Mürid; dileyen, isteyen, arzulayan, irâde ve istek sâhibi olan, bir tarikat şeyhine bağlanarak ondan tasavvufun yollarını öğrenen, onun doğrultusunda ilerleyen, tarikat yolcusu, derviş, müntesip, mensup, bir üstada bağlı olan kimse demektir. Mürid Tasavvufta; irâdesi olmayan, şahsî irâde ve dünyevî alakalarından sıyrılarak Cenâb-ı Hakk’ın ve mürşîdinin irâdesine -yıkayıcı elindeki ölü gibi- kayıtsız şartsız teslim olan, mürşîdince kendisine telkin edilen hâli ve şekli hiç bozmadan istikamet üzere koruyan, bir mürşîde intisab ile tarikata girmiş kişi, seyr-i sülüka kendi isteğiyle giren ve mürşîdine kararlı ve azimli bir irâde ile bağlılık gösteren derviş, müntesib ve mensûb gibi manâlarda kullanılan bir tasavvuf terimidir.
MÜRİT KELİMESİ İLE İLGİLİ ÖRNEK CÜMLELER
– Ankara’ya geldiği zaman Hacı Bayram’ı müritleriyle ovada mahsul toplarken görür. (A. H. Tanpınar)
– Tasavvuf deyimi olarak mürid; kendi şahsi iradesine göre değil Hakk’ın iradesine göre hareket eden anlamı taşımaktadır. Derviş, müntesib, mensub kelimeleri ile eş anlamlıdır. Ölüm ve hayat gerçeğini öğrenmek niyetiyle bir kamil mürşide bağlanan talib sözü de aynı anlamı ifade eder.
– Ve nazar-ı şerîatta abd mürittir ve irâdesinden nâşî mes’uldür (Ahmet A. Konuk)
– Mürit oldur ki başlangıçta kast ve azminin hedefi Hak Taâla ola, O’na vâsıl olmadıkça hiçbir şeye meyletmeye (Taarruf)

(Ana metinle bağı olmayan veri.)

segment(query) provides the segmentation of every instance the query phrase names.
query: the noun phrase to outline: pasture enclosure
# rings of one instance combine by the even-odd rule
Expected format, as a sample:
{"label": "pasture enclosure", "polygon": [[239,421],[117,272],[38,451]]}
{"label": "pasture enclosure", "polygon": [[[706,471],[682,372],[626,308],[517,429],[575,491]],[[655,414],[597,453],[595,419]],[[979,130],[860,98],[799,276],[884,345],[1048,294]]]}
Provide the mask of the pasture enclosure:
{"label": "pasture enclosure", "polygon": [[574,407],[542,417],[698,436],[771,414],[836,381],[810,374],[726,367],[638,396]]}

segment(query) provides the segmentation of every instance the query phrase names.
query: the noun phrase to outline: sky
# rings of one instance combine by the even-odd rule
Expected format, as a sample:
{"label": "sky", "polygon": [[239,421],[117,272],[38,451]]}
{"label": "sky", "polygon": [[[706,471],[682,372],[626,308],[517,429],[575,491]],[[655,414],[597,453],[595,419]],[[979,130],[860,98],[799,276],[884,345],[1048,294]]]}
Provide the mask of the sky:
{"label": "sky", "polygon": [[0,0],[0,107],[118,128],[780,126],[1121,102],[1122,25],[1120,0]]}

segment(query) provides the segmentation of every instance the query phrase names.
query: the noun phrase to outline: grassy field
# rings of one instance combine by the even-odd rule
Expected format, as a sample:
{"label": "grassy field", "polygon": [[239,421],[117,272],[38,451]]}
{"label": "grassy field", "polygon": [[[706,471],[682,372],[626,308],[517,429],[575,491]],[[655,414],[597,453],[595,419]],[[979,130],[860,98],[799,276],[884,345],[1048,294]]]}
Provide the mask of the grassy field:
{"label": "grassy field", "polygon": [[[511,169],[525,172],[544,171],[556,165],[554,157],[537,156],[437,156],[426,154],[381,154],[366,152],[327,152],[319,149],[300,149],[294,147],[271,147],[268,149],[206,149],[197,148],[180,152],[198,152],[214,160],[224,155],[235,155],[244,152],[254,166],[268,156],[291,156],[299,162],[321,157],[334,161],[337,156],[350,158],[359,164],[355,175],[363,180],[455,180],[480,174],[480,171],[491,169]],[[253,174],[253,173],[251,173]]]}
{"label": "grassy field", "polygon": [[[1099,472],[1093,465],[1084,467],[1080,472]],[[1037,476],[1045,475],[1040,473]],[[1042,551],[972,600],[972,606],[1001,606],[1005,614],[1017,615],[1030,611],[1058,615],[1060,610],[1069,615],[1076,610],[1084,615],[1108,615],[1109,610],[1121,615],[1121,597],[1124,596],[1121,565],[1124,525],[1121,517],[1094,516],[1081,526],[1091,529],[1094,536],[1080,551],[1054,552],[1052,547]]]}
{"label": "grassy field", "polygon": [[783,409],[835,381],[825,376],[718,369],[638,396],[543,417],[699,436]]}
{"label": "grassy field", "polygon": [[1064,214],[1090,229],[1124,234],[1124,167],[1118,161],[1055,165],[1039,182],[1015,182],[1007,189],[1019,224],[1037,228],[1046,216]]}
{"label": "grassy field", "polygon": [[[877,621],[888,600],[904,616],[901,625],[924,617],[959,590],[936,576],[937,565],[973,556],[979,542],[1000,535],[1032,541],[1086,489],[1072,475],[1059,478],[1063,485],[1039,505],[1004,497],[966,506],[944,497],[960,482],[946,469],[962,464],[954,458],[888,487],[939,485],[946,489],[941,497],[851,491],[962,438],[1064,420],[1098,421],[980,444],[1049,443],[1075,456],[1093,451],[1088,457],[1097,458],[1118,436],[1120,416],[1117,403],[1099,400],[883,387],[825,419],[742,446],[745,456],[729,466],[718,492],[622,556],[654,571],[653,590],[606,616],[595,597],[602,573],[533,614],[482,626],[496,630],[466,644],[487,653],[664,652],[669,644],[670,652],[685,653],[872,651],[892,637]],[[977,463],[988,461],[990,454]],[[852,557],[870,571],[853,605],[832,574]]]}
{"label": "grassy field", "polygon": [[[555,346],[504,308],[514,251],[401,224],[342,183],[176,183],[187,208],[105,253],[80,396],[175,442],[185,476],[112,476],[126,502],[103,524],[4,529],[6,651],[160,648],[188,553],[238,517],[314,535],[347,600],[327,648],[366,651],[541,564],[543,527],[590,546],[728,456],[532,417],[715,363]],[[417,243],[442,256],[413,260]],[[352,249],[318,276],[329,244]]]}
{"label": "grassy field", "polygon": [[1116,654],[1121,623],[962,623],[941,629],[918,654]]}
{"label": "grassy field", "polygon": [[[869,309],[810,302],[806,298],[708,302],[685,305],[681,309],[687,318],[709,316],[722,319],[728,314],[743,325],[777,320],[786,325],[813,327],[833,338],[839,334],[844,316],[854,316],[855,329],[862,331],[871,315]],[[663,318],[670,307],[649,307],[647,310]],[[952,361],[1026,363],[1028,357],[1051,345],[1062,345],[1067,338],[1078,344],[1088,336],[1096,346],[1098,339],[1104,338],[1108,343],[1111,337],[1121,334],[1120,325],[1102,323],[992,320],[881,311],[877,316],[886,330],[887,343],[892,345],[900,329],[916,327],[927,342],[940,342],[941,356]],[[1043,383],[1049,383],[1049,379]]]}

– İçeride Ebû’l-Vefâ Hazretleri de aynı durumda idi. Mürîdân da, edeben bir şey soramıyorlardı. Fakat içlerinden ‘‘Bu işin sırrı nedir?’’ diyerek hayretle hâdisenin seyrini merak ediyorlardı.
– Mürid, irade ve talep eden, isteyen, arzu eden anlamına gelir.
– Mürşitle müritleri “ism-i celâl” zikrine başladılar (Rûşen E. Ünaydın)
– Hak dostlarından Hacı Bayrâm-ı Velî Hazretleri’nin feyizli ve bereketli irşadları neticesinde etrafında toplanan mürîdân hayli çoğalmıştı.
– Mürit, şerrin ve kötülüğün hâlikı olmakla kendi kabih olmaz. Nakkāşın sadâkati güzeli gāyet güzel, çirkini gāyet çirkin yapmaktır (Mevlânâ)
– Çok defa Ankara ovasına bakarken Hacı Bayram’ın ömrünün sonuna kadar müritleriyle ekip biçtiği tarlaları düşünürüm (Ahmet H. Tanpınar)
– Uzak diyarlardaki nice samimî müridler, mürşidlerine duydukları engin muhabbet, hürmet, hasret ve bağlılıkları vesilesiyle, müstesnâ nasiplere nâil olabilirler.
– Mürid Tasavvufta, kendisi için Allah’ın irade ettiğinden başka bir şey istemeyen, Allah’ın iradesi karşısında teslim olan; tarikate giren ve şeyhe bağlanan, derviş, bende demektir.
– Utangaç mürit onun cevabını mırıldandı.